What kind of lifestyle will a neighborhood offer? Walkability? What does that mean to each member of the household? Walk to all schools? Walk to shop? Walk to train? Walk near home on sidewalks with little traffic? Easy commute or easy access to daily essentials or services? Given a desired location, can one afford all one’s needs? All of one’s wants? Compromising on certain priorities given a desired location are often a source of considerable debate. A small yard and neighbors within view may offer a source of comfort to some, while privacy and space offer comfort to another.
Beneath it all lies the land. Communities grew up around rivers, coasts, trains, transportation arteries and markets. Coastlines were claimed for maritime businesses, wealthy homeowners, public use and parks. Individuals and communities donated land and time to protect natural resources and beauty. Soils and rock determined which land would be farmed and which would be prohibitive or functionally less desirable for development. Topography determined which trails would become roads and ripe for high density development. Planning and Zoning Departments and community input would find a balance to enhance the current and future lifestyle of a shared community called home.
No doubt an updated home with current floorplan is desirable. At yet, that same house in different locations will have variable lifestyles. And a similar lifestyle can be found in three very different houses within a few blocks of each other. A house can be transformed to satisfy additional needs or wants – provided that the location allows for it and your lifestyle has time for it. Houses can and do change. The land endures.
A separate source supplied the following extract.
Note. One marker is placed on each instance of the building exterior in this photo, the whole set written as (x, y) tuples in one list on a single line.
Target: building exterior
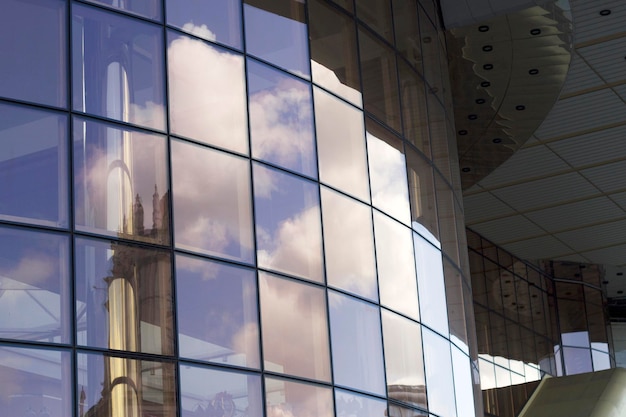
[(243, 208)]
In Greenwich, one finds a wonderful mix of topography and housing inventory. Getting the mix right takes time and effort. Finding it all wrapped into one neat package at the right time at the right price is the goal, but keep in mind that the children will grow, the job may change and other factors may come into play to adjust those priorities or the perceived value of the benefits to a particular location. Greenwich offers a choice. It is beautiful, unique and full of opportunity. It is a community all its own, with access to major metropolitan resources and employment. There is room to grow and change priorities and lifestyle all while living within the same community.
The incredible involvement of the citizens through the governing Representative Town Meeting in the town budget, general public feedback to the town on comprehensive plans and the like help to ensure the land, lifestyle and laws will endure to support the desirability of living in Greenwich.
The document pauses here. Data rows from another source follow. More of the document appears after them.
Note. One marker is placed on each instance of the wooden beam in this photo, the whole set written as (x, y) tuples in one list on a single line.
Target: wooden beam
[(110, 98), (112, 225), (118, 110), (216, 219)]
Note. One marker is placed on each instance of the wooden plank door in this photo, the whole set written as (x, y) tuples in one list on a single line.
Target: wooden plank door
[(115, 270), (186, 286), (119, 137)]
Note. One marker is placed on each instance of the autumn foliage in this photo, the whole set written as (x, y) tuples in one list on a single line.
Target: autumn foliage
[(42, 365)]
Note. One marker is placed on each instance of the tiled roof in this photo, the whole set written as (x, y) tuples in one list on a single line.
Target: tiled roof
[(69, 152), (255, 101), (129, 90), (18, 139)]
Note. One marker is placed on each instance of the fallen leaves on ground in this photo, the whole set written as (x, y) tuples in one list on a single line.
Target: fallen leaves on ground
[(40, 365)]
There is nothing like traveling to remind one of the great fortune of Greenwich! I appreciate the:
- Natural bounty and beauty of the land and waters,
- Residents who protect the land and nourish the community,
- Laws and citizens who protect the lifestyle,
- Land and location.
Keep an open mind when considering neighborhoods within Greenwich. We agents see it so often we are not surprised when a prospective purchaser starts looking in one neighborhood and ends up in another they knew less about but grew to enjoy even more.